I need to show that for $x>0$, $1+\frac{x}{2} \ge \sqrt{1+x} \ge 1+\frac{x}{2} - \frac{x^2}{8} $.

I used the geometric/arithmetic mean inequality to show that $1+\frac{x}{2} \ge \sqrt{1+x}$ is indeed true. My issue lies in the second part of this.

In trying to show that $\sqrt{1+x} \ge 1+\frac{x}{2} - \frac{x^2}{8} $, I determined that this is a partial taylor series expansion and I attempted to play around with both inequalities to show that this is true but to no avail.

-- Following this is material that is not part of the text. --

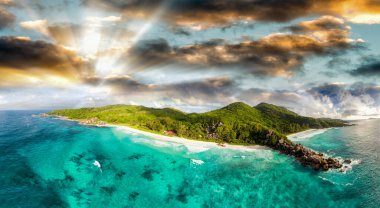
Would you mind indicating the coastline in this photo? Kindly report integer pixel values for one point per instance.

I would appreciate any help in solving this. Ideally I would like to do this analytically but any solutions using more complicated theorems are welcome.

Answer 1

$$0\leq\left(1+\frac{x}{2}\right)-\sqrt{1+x}=\frac{\left(1+\frac{x}{2}\right)^2-(1+x)}{1+\frac{x}{2}+\sqrt{1+x}}\leq\frac{\frac{x^2}{4}}{2\sqrt{1+x}}\leq\frac{x^2}{8}.$$

Answer 2

By Taylor's Theorem, for each $x>0$, there is $\zeta\in (0,x)$ such that

$$ \sqrt{1+x} = 1+ \frac{1}{2}x-\frac{1}{8}x^2+ \frac{1}{16}(\zeta+1)^{-\frac{5}{2}}x^3.$$

It is clear that for $x>\zeta>0$: $$ \frac{1}{16}(\zeta+1)^{-\frac{5}{2}}x^3 >0$$